Un matin du printemps 1942,
La foire à bestiaux bat son plein de jours heureux ;
Il sera entaché d’un crime crapuleux.
« On peut le comprendre, mais non point l’excuser ».
« Comment juger la bêtise et la lâcheté » ?

Ce village, qui vit surtout du saucisson,
Payerne … est complice de cette exécution ».
« Ne pas manger de porc au pays du cochon »,
Crime de lèse-Suisse.

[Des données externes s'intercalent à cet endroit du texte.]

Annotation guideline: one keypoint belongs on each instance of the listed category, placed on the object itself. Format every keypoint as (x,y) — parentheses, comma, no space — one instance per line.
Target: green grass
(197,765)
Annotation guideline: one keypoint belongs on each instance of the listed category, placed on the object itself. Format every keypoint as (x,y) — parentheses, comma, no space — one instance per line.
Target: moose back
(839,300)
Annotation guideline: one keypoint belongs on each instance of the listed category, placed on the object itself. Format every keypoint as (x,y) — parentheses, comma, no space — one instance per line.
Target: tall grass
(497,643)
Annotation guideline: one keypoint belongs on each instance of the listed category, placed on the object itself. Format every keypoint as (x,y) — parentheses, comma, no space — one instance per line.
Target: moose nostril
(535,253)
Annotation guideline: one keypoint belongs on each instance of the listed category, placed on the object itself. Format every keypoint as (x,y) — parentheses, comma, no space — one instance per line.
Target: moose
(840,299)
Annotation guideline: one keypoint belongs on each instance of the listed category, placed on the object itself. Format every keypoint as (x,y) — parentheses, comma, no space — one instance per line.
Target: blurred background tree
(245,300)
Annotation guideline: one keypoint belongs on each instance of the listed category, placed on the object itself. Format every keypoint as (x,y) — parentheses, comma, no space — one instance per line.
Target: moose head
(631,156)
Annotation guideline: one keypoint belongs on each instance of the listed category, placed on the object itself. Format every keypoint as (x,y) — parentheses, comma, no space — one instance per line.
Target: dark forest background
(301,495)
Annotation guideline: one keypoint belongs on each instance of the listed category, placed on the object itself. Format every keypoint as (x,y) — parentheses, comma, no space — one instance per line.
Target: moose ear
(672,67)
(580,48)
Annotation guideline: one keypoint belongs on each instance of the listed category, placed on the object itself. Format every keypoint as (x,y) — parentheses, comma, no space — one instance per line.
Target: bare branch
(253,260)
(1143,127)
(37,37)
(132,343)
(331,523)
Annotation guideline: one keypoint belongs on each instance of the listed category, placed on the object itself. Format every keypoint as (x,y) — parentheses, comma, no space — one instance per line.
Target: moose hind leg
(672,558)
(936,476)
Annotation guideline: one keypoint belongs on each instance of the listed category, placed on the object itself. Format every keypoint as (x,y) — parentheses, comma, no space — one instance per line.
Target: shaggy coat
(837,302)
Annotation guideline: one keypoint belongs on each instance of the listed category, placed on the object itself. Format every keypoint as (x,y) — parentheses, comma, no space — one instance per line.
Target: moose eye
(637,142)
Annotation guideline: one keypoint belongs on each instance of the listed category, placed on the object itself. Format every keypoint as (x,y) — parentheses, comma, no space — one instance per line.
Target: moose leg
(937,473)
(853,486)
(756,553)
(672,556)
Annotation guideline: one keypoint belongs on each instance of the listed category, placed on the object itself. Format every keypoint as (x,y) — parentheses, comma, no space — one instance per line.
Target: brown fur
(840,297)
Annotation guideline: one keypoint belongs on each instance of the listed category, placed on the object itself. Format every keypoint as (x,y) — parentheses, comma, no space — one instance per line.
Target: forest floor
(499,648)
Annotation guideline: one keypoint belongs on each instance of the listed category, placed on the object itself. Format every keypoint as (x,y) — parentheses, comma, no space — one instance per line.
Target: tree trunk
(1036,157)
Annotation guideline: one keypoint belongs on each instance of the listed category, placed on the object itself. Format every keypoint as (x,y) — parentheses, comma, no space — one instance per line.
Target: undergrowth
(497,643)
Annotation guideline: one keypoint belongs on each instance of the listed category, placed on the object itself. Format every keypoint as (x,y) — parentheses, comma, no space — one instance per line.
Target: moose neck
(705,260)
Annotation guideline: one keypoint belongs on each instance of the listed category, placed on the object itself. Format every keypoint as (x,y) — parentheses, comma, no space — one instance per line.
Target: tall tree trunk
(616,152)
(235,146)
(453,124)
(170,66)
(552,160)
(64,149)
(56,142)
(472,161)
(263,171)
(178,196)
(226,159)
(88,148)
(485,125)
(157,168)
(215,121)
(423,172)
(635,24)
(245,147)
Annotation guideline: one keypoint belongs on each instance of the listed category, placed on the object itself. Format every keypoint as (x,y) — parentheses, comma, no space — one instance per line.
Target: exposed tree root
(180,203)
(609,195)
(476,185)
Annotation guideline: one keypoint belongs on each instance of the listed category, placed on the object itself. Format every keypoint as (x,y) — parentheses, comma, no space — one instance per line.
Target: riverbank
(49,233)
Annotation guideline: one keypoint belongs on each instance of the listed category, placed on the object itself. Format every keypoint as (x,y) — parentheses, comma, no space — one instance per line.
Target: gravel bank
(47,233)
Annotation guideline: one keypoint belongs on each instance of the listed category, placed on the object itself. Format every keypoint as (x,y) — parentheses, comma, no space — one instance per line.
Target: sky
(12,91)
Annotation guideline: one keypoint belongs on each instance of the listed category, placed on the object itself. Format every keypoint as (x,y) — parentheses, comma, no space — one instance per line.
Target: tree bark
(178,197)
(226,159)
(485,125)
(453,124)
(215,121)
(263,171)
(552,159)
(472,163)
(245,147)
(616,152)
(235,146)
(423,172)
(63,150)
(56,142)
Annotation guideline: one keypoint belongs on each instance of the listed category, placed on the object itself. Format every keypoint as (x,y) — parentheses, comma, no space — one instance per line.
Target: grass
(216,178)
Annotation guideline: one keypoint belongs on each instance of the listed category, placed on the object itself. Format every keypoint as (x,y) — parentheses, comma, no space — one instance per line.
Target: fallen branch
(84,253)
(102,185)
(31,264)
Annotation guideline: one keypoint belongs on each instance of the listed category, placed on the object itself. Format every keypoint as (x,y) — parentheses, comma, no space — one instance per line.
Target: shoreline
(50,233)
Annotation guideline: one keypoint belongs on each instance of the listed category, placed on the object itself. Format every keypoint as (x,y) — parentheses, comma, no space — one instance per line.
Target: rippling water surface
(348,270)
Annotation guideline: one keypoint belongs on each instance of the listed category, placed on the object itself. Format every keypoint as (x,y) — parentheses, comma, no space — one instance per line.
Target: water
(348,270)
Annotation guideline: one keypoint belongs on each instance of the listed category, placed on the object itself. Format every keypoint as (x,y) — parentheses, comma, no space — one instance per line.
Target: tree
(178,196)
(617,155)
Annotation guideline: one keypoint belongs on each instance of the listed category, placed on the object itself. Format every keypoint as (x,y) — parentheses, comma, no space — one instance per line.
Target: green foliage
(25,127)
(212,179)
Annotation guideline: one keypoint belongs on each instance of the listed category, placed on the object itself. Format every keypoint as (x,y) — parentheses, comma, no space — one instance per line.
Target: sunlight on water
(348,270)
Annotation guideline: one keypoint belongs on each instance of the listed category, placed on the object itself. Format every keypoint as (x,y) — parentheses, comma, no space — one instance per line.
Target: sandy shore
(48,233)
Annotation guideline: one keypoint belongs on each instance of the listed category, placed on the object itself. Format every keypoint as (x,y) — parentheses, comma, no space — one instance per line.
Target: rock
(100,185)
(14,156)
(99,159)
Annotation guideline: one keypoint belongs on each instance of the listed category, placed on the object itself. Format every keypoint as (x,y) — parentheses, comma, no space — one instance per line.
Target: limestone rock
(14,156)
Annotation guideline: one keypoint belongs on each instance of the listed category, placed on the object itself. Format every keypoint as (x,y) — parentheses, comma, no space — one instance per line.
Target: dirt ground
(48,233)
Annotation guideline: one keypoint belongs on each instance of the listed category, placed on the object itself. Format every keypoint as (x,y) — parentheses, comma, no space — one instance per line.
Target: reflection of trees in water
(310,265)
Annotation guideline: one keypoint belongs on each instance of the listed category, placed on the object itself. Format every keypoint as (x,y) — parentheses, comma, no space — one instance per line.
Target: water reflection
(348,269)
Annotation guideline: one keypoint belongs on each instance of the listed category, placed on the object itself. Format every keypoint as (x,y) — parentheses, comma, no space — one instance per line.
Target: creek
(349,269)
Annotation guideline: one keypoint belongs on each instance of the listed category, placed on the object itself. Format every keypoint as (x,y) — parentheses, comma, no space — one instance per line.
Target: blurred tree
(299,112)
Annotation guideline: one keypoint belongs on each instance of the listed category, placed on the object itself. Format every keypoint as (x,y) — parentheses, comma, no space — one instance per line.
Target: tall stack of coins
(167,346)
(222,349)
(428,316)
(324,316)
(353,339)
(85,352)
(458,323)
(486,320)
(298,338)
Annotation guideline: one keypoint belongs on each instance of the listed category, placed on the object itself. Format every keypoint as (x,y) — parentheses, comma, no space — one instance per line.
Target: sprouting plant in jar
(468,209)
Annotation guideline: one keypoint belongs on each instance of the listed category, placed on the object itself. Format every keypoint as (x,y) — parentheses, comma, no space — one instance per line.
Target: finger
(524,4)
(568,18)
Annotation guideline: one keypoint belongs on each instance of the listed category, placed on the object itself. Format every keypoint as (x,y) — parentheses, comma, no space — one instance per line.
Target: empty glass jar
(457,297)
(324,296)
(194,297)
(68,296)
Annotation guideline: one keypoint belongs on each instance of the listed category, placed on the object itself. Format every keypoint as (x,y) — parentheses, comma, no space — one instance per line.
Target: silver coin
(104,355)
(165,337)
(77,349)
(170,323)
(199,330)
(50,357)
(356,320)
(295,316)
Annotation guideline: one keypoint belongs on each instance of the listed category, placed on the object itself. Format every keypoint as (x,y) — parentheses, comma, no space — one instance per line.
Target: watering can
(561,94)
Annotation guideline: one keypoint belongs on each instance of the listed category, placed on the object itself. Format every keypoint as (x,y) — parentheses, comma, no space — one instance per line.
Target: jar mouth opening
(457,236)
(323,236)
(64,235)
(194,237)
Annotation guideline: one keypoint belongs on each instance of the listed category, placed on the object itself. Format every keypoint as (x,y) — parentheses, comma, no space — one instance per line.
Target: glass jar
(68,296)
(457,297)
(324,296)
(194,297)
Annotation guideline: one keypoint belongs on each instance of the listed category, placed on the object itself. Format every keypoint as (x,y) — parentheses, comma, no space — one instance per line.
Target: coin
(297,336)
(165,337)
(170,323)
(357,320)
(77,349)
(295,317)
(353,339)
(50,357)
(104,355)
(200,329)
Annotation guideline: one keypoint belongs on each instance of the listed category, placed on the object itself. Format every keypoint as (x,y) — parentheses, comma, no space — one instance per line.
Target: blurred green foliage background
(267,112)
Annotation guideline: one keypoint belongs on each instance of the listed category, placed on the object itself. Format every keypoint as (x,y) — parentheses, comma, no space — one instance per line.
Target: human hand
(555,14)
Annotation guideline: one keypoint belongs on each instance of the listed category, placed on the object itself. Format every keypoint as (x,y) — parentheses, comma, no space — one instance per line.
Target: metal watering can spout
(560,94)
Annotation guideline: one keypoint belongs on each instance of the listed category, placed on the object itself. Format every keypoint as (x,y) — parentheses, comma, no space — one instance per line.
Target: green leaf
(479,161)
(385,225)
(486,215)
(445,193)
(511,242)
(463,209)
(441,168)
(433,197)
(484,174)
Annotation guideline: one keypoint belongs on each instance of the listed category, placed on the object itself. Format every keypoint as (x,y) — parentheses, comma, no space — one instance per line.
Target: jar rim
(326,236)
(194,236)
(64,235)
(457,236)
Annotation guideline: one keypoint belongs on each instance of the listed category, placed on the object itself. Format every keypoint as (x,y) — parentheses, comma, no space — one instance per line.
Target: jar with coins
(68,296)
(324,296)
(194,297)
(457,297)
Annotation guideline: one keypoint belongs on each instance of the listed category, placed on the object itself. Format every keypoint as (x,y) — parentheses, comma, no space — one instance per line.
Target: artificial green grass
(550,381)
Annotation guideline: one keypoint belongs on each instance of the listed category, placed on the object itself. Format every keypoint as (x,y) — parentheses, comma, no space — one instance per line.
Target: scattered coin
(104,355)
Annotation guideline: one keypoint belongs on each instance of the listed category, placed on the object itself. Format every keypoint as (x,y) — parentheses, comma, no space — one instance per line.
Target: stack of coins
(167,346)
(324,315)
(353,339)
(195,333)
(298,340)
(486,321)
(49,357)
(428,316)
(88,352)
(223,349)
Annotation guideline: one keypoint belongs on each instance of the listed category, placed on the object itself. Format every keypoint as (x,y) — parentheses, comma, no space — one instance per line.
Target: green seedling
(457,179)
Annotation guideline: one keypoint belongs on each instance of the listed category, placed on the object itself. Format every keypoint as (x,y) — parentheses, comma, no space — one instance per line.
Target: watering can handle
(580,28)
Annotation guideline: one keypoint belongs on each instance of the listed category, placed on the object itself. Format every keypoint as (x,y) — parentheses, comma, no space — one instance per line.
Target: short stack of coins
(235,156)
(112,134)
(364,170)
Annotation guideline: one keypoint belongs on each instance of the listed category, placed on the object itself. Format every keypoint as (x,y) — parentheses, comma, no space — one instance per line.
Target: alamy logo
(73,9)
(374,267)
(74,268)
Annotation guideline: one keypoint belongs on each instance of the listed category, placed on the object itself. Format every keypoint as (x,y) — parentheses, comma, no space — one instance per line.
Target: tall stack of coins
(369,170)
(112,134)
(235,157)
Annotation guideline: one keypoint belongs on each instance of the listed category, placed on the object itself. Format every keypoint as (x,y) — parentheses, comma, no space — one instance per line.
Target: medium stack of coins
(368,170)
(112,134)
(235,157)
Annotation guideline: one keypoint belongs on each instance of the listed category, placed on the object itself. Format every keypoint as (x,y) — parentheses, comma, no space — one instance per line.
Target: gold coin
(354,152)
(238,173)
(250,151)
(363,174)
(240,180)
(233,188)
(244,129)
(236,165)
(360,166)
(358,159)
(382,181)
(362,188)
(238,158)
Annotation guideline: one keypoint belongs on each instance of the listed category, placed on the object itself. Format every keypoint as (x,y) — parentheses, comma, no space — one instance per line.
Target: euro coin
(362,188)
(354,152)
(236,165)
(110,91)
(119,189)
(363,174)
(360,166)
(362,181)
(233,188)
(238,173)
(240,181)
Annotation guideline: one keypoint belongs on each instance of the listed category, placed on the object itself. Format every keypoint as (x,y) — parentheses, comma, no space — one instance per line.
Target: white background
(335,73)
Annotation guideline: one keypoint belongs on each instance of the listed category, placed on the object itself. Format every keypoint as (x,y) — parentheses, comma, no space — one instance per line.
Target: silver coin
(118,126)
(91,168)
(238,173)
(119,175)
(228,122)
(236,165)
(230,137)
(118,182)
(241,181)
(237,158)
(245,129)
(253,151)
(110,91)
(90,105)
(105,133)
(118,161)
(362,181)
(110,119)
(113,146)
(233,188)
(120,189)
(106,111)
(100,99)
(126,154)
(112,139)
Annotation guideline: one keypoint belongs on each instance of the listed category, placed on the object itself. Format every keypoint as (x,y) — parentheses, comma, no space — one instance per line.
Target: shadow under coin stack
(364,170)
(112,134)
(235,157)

L’élimination
Du responsable de cette situation,
Le Juif, donc condamné à éradication.

« Mein Kampf, éructation boueuse de torchon »,
Aussi consistant que du papier cigarette,
Manifeste pour justifier toute conquête,
A nourri de sottise une génération.

Si « L’expérience est une lanterne accrochée »
« Dans le dos et qui n’éclaire que le passé »,
Saura-t-on entrevoir un futur à chercher
Dans les décombres des victimes trépassées ?

C’est un réquisitoire qui déstabilise.
Par son ironie inquiétante il mobilise
Toute notre attention et, notre esprit, aiguise.
Une implacable lucidité utilise
L’éblouissante plaidoirie qui, son but, vise.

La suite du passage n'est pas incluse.